Google hasn’t been forthcoming about preserving internal employee chats as part of an antitrust case, Judge James Donato of the U.S. District Court for the Northern District of California says.
“Google falsely assured the Court in a case management statement … it had ‘taken appropriate steps to preserve all evidence relevant to the issues reasonably evident in this action,’ without saying a word about Chats,” the judge said in his March 28 ruling.
Epic Games, one of the plaintiffs in multidistrict litigation (MDL) against Google over how it treats rivals on its Play Store app platform, filed a motion last year accusing the company of deliberate spoliation of evidence by leaving it up to its employees to decide which, if any, chats they should preserve as part of the legal hold for the case rather than systematically preserving them like it does other types of communications.

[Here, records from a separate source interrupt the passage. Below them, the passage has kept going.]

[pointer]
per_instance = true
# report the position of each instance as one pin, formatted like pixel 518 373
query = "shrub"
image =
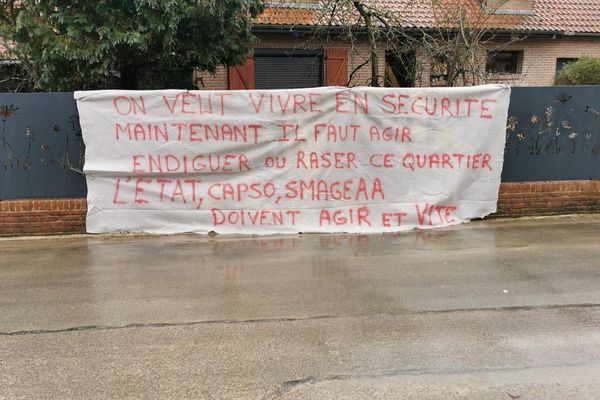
pixel 586 71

"Any administrator of Google Chats – an application developed by Google — could have changed this default setting at any point for all custodians,” Epic said in the motion it filed in October. “Google has never claimed otherwise. But Google chose not to change the setting."
Case detour
In his ruling, Judge Donato took a swipe at Google for making the court take this detour into its legal hold practices when it knew years ago it should have been preserving its relevant chat messages.
“The Court has … had to spend a substantial amount of resources to get to the truth of the matter,” he said, “including several hearings, a two-day evidentiary proceeding, and countless hours reviewing voluminous briefs. All the while, Google has tried to downplay the problem and displayed a dismissive attitude ill tuned to the gravity of its conduct.”
The company has been deliberately misleading because it said it couldn’t change its chat history settings when in fact it could, Donato said.
“The intentionality manifested at every level within Google to hide the ball with respect to Chat” is a major concern, he said. “Its initial defense was that it had no ‘ability to change default settings for individual custodians with respect to the chat history setting,’ but evidence at the hearing plainly established that this representation was not truthful.”
The judge ordered Google to pay plaintiffs’ legal fees for this part of the proceedings. He will decide later, once there’s a clearer picture of the impact of the lost evidence on the case, what non-monetary remedy he should impose.
“The Court would like to see the state of play of the evidence at the end of fact discovery,” Donato said. “At that time, plaintiffs will be better positioned to tell the Court what might have been lost in the Chat communications.”
Other cases
Google is in hot water in other cases over its handling of chat messages. The Department of Justice is suing it on antitrust grounds for making allegedly unfair payments to other companies to help it preserve its online search dominance.
As part of that case, DOJ has accused Google of lying about setting up a system to preserve chat messages when in fact it didn’t.
“For nearly four years, Google systematically destroyed an entire category of written communications every 24 hours,” DOJ said.
Google said the agency’s spoliation charge is unfounded.
“Our teams have conscientiously worked for years to respond to inquiries and litigation,” a company spokesperson told The Wall Street Journal. “In fact, we have produced over 4 million documents in this case alone, and millions more to regulators around the world.”
Chat preservation is an issue in a third antitrust case, also brought by DOJ, over the company’s practices to protect its online ad-placement dominance.